The proper design and effective use of the built environment can reduce crime, reduce the fear of crime, and improve the quality of life. Built environment implementations of CPTED seek to dissuade offenders from committing crimes by manipulating the built environment in which those crimes proceed from or occur.
For example, you can build glass elevators at buildings and apartment complexes to make the inside visible; place the playground at the center of apartment complexes where parents can easily watch their children; place emergency buttons along the underground parking lots; and designate the first underground floor as the parking lot for female drivers only.

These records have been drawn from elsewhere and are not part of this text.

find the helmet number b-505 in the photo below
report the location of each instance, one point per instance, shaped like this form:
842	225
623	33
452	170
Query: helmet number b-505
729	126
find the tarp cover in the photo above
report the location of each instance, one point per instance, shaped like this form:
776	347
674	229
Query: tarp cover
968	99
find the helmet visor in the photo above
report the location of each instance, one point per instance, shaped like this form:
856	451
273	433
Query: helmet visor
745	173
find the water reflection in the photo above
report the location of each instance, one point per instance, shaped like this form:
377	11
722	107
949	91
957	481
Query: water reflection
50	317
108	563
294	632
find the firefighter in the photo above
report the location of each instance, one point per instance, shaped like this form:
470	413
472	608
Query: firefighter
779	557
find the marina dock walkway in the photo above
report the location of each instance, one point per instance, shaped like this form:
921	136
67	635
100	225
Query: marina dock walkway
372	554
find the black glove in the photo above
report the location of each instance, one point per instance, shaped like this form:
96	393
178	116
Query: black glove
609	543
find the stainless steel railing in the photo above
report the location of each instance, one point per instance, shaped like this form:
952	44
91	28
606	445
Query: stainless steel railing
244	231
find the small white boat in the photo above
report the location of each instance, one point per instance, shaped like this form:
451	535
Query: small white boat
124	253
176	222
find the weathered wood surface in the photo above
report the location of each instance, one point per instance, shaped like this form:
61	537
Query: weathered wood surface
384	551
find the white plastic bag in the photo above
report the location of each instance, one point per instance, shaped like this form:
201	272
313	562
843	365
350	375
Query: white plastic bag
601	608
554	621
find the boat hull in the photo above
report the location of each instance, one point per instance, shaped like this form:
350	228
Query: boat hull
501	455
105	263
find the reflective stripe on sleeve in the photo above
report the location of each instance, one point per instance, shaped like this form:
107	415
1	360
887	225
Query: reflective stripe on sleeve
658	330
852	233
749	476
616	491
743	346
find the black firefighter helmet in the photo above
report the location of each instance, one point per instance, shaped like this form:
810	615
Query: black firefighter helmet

You can also avoid poorly placed lights that create blind-spots for potential observers and miss critical areas and ensure potential problem areas are well lit: pathways, stairs and entrances/exits. These measures can be complemented by mechanical and organizational measures. For example, Closed-Circuit Television (CCTV) cameras can be added in areas where window surveillance is unavailable.
According to Lee Jonghyun, Ph.D. in civil design engineering, at Incheon Development Agency, “CPTED is one of the measures that can eliminate uncertain risks in citizens’ lives, thus has been widely applied as welfare basics with space design factored into. Incheon Metropolitan City needs to incorporate CPTED principles into its city planning legislation and regulation and make it institutional to adopt environmental design from the city design stage to prevent crimes.”
Incheon Metropolitan City has announced it plans to introduce guidelines for creating safe city environment incorporating CEPTED model and to apply the guidelines to various municipal development projects, private engineering and private architectures. In addition, the City plans to establish environmental design guidelines for buildings for women and the vulnerable members of society and to create design and implementation guidelines for security devices such as entrance security devices, CCTVs and emergency bells. For these plans, Incheon Metropolitan City will define guidelines that are relative to the condition of the City by the end of 2013 in cooperation with Incheon Development Agency and will legislate and enforce regulations and guidance for architecture during the first half of 2013.